Oba, an assistant professor at the Ryerson School of Social Work that has taken the lead on researching how COVID-19 has impacted food insecurity in Black Canadian households, has also found that ethnic communities are disproportionately affected by the pandemic.
“Based on the literature, we can say that a lot of Black families and individuals might be in precarious, low-income jobs where if they don’t go in, they don’t get paid,” she explained.
This means that if Black employees stay home, they would see less money on their paycheques, but if they do go to work, they are put at greater risk for catching the virus.
“So we want to know, if people are losing wages, if people are at more risk of coming into contact with COVID-19, then what’s happening at home?”
Oba said the problem has led to a lack of food security, especially among racialized households with children, because lunch programs and foodbank services that families were relying on were forced to close amid pandemic lockdowns.
She said families that have not needed the help of food services in the past may also require access to these resources more now than before due to the impacts of the pandemic on wages and food accessibility.
Oba said some barriers typically affect this type of research, such as the potential to play into cultural stigmas that paint Black communities in a harmful light, resulting in the appropriation of knowledge without any meaningful action.

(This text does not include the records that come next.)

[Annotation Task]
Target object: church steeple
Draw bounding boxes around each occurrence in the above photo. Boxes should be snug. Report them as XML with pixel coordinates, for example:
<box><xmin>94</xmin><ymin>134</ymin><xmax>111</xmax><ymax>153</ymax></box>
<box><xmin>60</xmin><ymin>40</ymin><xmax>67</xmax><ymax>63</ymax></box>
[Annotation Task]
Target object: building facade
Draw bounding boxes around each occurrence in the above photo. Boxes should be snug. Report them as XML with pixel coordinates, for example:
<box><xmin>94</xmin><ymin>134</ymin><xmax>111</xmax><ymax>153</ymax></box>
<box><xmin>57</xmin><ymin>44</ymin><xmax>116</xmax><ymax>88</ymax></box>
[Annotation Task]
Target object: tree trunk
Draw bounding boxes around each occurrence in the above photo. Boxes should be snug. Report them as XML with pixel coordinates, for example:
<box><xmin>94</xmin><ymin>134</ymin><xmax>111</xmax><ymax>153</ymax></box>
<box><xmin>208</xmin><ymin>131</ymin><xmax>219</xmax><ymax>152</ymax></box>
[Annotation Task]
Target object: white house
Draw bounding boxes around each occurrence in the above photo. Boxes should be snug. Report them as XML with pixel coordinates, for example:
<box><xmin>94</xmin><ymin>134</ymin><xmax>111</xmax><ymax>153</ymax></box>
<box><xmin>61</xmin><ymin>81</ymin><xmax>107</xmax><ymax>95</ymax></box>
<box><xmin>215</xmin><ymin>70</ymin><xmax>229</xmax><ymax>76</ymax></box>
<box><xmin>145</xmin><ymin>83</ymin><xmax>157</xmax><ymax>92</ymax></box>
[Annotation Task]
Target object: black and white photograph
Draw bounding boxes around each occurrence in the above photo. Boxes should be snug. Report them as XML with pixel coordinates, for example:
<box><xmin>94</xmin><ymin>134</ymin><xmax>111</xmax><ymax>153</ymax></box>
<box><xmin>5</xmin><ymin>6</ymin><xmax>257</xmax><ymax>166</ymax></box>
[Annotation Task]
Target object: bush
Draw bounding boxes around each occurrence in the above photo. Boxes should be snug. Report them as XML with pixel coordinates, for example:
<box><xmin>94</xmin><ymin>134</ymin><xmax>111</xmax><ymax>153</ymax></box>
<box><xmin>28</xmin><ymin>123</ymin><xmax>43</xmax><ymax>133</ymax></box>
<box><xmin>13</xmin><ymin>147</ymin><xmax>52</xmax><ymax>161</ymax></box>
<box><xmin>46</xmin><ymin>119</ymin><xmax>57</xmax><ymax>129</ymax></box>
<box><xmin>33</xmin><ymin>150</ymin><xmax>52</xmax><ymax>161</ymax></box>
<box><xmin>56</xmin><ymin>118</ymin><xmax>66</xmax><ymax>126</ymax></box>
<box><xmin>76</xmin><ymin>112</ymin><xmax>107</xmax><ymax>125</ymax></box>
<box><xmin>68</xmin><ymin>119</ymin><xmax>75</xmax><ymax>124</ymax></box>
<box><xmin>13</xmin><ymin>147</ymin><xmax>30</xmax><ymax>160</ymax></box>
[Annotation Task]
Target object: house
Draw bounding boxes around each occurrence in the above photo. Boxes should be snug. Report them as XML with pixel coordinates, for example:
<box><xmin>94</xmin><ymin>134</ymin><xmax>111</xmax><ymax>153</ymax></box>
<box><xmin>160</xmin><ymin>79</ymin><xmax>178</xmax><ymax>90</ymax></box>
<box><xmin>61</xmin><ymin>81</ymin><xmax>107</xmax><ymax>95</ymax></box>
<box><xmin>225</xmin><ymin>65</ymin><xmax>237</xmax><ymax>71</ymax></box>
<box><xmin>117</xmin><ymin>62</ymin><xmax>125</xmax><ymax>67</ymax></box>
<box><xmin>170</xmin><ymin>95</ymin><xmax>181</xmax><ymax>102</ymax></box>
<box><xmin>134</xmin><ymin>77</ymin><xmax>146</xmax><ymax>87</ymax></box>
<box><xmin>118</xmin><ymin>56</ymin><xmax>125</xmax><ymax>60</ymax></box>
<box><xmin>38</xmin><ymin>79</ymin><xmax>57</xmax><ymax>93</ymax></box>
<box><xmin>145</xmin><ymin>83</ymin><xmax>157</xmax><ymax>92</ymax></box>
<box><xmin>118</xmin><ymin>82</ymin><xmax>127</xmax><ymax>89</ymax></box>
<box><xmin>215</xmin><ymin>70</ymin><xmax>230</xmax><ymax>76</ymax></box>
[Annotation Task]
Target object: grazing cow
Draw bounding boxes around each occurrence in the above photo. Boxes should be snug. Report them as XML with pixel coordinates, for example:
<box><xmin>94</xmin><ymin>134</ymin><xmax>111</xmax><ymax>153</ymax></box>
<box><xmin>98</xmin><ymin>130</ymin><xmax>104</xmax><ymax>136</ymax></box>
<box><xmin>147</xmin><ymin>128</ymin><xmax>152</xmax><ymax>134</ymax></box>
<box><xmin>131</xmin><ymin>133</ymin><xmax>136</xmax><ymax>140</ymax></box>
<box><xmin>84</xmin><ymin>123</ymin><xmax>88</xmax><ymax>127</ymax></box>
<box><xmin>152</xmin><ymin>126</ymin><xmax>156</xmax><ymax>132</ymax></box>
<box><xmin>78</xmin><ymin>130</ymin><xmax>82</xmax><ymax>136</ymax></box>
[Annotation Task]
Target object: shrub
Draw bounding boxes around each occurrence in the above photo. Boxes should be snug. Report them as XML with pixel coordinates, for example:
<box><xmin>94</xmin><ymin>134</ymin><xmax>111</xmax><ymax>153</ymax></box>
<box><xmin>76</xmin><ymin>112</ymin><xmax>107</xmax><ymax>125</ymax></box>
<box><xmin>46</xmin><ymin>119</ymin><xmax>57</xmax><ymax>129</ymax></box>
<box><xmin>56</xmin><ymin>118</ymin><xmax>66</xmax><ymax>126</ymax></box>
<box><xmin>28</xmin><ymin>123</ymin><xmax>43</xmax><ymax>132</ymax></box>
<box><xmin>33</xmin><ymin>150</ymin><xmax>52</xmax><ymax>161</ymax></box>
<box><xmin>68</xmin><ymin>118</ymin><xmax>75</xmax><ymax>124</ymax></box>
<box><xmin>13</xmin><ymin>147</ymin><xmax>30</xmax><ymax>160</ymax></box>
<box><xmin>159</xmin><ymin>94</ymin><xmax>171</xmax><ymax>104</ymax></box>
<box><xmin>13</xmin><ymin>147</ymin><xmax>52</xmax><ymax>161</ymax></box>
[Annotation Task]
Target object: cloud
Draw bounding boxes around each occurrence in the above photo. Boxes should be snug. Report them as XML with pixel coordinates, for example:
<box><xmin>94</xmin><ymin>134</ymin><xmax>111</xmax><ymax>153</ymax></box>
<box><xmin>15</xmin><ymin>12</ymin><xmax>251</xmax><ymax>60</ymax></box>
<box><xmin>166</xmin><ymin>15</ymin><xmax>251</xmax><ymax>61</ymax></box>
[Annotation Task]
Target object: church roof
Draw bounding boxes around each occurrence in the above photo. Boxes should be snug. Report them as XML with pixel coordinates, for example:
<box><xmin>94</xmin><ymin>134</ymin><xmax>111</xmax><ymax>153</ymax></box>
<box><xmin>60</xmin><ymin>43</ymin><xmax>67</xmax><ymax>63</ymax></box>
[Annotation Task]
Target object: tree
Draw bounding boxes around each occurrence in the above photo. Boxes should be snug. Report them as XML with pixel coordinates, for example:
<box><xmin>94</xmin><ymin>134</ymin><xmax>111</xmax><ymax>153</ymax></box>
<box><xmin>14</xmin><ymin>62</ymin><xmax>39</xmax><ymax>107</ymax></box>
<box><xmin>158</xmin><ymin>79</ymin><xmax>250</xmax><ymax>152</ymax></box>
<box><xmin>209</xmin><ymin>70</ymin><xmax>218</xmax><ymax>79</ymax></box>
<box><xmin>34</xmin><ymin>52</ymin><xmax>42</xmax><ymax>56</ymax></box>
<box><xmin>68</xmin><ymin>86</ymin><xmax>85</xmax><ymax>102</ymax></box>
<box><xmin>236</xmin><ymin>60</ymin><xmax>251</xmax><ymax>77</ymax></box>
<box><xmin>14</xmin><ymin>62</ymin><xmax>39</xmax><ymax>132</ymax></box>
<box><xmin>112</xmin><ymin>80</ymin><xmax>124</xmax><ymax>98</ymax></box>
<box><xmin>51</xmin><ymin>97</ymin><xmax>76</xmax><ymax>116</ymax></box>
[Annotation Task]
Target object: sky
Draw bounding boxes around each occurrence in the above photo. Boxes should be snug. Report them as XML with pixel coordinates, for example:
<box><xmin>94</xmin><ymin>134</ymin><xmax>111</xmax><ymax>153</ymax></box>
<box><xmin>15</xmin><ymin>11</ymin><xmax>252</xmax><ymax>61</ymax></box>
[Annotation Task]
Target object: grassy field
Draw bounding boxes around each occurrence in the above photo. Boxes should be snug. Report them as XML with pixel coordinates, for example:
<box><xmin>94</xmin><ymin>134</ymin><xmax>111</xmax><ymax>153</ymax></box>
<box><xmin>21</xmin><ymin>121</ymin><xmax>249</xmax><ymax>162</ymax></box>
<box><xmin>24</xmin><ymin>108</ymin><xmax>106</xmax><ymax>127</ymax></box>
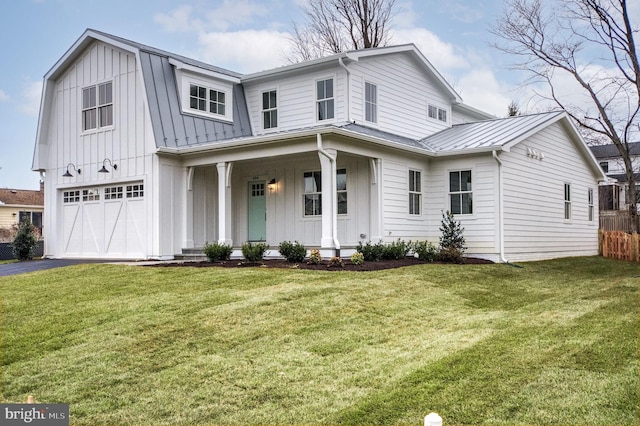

However, she said she is confident they can overcome these narratives through Black representation that focuses on driving social change by working with the directly-impacted communities.
“We have the goodwill of the community,” said Oba. “The beauty of Black-led research is that you’re carrying the community along the whole way there. It’s driven by them.”
Oba said the food charities that the government has historically focused on are not reaching these communities because they are culturally stigmatizing.
This is why her research aims to make food services more accessible and culturally responsive to those most in need and to demystify the stigma around reaching out to ask for help.
“We want to provide services that are acceptable and accessible, and that do not stigmatize people,” said Oba. “Often, people are reluctant to access services because they are not culturally responsive, but rather, stigmatizing to communities.”
The provincial government responded to the research in an email statement claiming that they have invested over $1 billion to the Social Services Relief Fund to support local needs, emergency shelters and food banks, amongst two other initiatives:
“The government recognizes the different experiences of poverty and the disproportionate impact of COVID-19 on some populations, including the Black community. The Building a Strong Foundation for Success: Reducing Poverty in Ontario strategy specifically acknowledges this in its plan to support more people get back to work and participate in the economic recovery from COVID-19,” the statement said.
The province says it also doubled the funding for the Black Youth Action Plan by an additional $60 million over three years. This new investment includes $2.25 million to help Black communities address the disproportionate impact they have experienced. The funding will be used to provide urgent supports to children, youth and families for housing needs, food security, access to technology, education, income, health, and mental health supports.
Steven Lissin, Ryerson’s vice-president of research and innovation, congratulated Bookey-Bassett and Oba on their new research projects in a press release.
“The funding secured through these SSHRC programs will enable our researchers to continue to strive for solutions to some of the most pressing challenges being faced by our society today.”